Bad news - on a 1080 Ti it’s even worse - MUCH worse in fact!

1080p h264 video:

mpv --hwdec=vdpau → 110W at the wall (this one goes to P8, so better than a GTX 980)

mpv --hwdec=nvdec → 155W at the wall! (stays in P2 forever, card’s fans start after a while)

mpv --hwdec=off → 112W

720p h265 video:

mpv --hwdec=off → 111 W (vdpau falls back to software)

mpv --hwdec=nvdec → 155W

4K h265 video scaled down to a 1080 TV:

mpv --hwdec=off → 122W (stays in P5)

mpv --hwdec=nvdec → 156W

and somewhat interestingly:
mpv -vo sdl → 118W ([vo/sdl] Using opengl, card goes to P8 but CPU load is higher)

Of course all this is measured after 45+ seconds of each playback, because this is Nvidia, card wakes up to P2 or even P0 whenever a GL window pops up and stays like that for 40 seconds, just in case. I only reported the numbers after a minute of continuous playback.

What all this means is that VDPAU and software decoding are both super efficient, while NVDEC for some reason keeps the card in high performance/power mode, hence being super inefficient.

So Nvidia, please bring back VDPAU!

Please retest nvdec with this xorg.conf snippet:

Option          "RegistryDwords" "PowerMizerEnable=0x1; PerfLevelSrc=0x2222; PowerMizerLevel=0x3; PowerMizerDefault=0x3; PowerMizerDefaultAC=0x3"

It’s well known that NVIDIA power management under Linux utterly sucks.

Yes, I’m well aware of the problem. I just explained first 40 seconds are always spent in P0/P2, which we all know happens. The thread says 36, but now it’s no less than 40 in P0, then like 5s more to go through P2-P5-P8.

But when watching a movie, that’s not that important - power consumption will quickly average down to the numbers I report above.

So let’s stay on topic. The issue you mention is about how fast/slow recent drivers take to switch between power levels. Meanwhile I’m reporting that using NVDEC in mpv prevents the card from EVER using any form of power saving. So even a fix for the 40 second burnout won’t change the situation.

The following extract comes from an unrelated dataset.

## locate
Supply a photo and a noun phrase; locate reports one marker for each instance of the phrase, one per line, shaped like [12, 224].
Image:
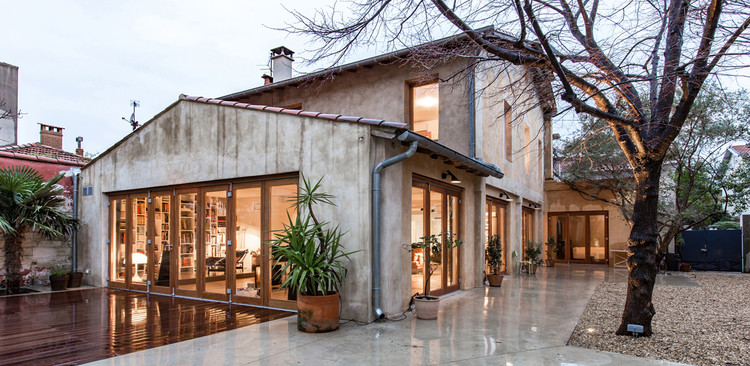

It may still be mpv’s or ffmpeg’s fault somehow - I have no knowledge of other media players/codecs with nvdec support, so can’t really test this hypothesis.

PS. I won’t switch to PowerMizerLevel 3 (which maps to P8 in my post) because I actually game on the card too :)

It would be great if NVIDIA could chime in and reveal what’s going on WRT video decoding acceleration in Linux.

Is VDPAU still alive? Is NVENC the way to go? What about VA-API support?

@AaronP

Given their silence on the matter, I doubt they want to comment on it. If they have a remedy for this I’m sure they would have already posted, and why bother posting just to confirm they’re not going to support yet another standard API (whether directly, or indirectly).

I’m rather wondering about the future of hw decoding on nvidia in general. Looks like on Windows, anything beyond h.264 doesn’t work anymore either. The additional media extensions seem to only support intel gpus.
Does nvdec aka nvcuvid even use the decoder unit or is it a generic cuda-based implementation which the initial name and the power consumption would speak for?

Last time I checked VC9 and H.265 hw decoding acceleration works just fine on Windows 10 (under MPC-HC/Firefox/Chrome) - both on NVIDIA and Intel GPUs. Don’t know about AMD hardware - no one around me owns AMD.

Everything works on windows. You can decode vp8/vp9/hevc through dxva (or whatever it’s called now) for new enough hardware from all three vendors.

nvdec is just a particular API - all three APIs (nvdec, dxva, vdpau) expose the same hardware decoders. CUDA code is only used for post processing and format conversion.

NVDEC is a way to go:

No word on VAAPI compatibility/support. I guess someone will have to write a compatibility layer between NVDEC and VAAPI, so that we’d finally have one universal video decoding acceleration API.

VDPAU is basically dead.

Unfortunately since there are no linux apps that support the NVDEC API this is just angels dancing on the head of a pin. If you want to use a linux app like vlc or mplayer with HW acceleration today then VDPAU and VA-API are the only game in town. And even they may be problematic.

Works great in mpv (I know, I wrote it). No one should be using mplayer in this day and age.